Zeke immediately took the plastic chair I’d disdained and pulled it up to Griffin’s side. “No hematomas, subdural or epidural.” He might not bother himself over the larger words that made up the English vocabulary, but that didn’t mean he didn’t know them. He did, and when it was important, he could not only use them, but he could amaze with what he knew. “But his Glasgow Coma Scale is seven.” He put his hand very lightly on Griffin’s forehead, the purple bruising feathering up under his palm.
“And that’s not good?” It didn’t sound particularly good the way Zeke said it. Lucky number seven wasn’t so lucky this time.
“No. I made the doctor explain it to me.” I wished I’d been there to see that—what sort of medical equipment had been involved and where it had threatened to be inserted. “It means he won’t open his eyes, he won’t speak, but he does react to pain. He’s in a coma. Deep.” Zeke bared his teeth briefly, as I saw him thinking how Griffin had gotten there, but he recovered his calm quickly in a manner so unlike him, I felt like the one who needed guidance. Tutoring, as his partner gave him. I felt like the one who was lost. When Zeke was more on top of things than I was, I was through the looking glass hanging out with the Mad Hatter. But that was making this about me, and it wasn’t. It was about Griffin and what I could do to help him.
Whisper was a healer I had helped months ago. “Whisper,” I said, “is in Louisiana. I can call her. Get her to fly back.” That was something, and I had to do something. That’s who I was. Created to do, teach, act, save. But forgetting all that, it didn’t matter what I’d been born to do; it was about what I had to do—anything I could. I was already standing and slipped my hand into my pocket for my cell phone again.
But sometimes it wasn’t my place to do.
“No. I’ll bring him back,” Zeke said without a shred of doubt in his voice.
“But, Kit, you’re not a healer.” He was many things . . . some good, some mysterious, some disastrous, but he wasn’t a healer.
“It doesn’t matter. I’ll bring him back.”

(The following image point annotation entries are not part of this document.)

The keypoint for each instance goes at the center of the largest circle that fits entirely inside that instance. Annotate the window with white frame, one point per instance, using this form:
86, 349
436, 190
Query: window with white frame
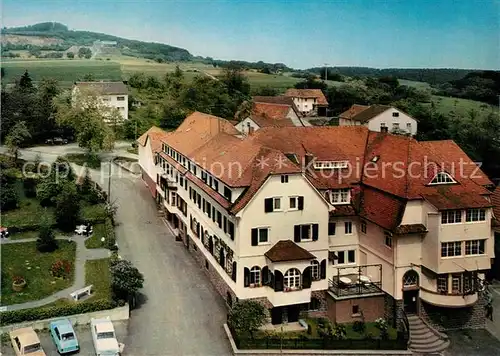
451, 217
475, 247
348, 227
442, 178
255, 275
340, 196
451, 249
472, 215
315, 270
292, 279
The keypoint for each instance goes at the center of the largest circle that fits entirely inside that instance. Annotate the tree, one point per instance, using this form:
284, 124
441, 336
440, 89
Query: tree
46, 241
67, 207
88, 117
247, 316
16, 137
126, 279
25, 83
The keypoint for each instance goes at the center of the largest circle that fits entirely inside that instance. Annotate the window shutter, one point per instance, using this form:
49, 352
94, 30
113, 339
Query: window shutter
246, 277
278, 281
255, 237
315, 232
296, 233
233, 272
268, 205
306, 278
301, 203
322, 269
265, 276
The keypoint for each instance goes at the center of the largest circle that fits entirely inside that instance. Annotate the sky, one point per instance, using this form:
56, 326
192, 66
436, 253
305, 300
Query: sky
301, 34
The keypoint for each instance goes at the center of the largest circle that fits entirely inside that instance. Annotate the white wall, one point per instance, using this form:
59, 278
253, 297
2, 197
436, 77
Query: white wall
387, 118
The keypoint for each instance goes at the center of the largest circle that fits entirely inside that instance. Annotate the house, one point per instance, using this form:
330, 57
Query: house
330, 221
381, 118
310, 102
149, 144
112, 94
270, 111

“Zeke, you can’t pull someone out of a coma because you want to. No matter how much you want to.” I hated to be the voice of reason when it came to this, when what he needed was the voice of hope. But even more than hope we needed a healer, and I couldn’t ignore that, not for Griffin’s sake—not if we wanted him back. “You just can’t do it.”
“You fucking watch me.” Zeke closed his eyes while I watched, and, equaling almost anything I’d seen in my life, he did. He actually did. I would never underestimate the bond between a telepath and an empath. I never had in the past, but this . . . This was some serious tough love if ever I’d seen it—tough and untouchable.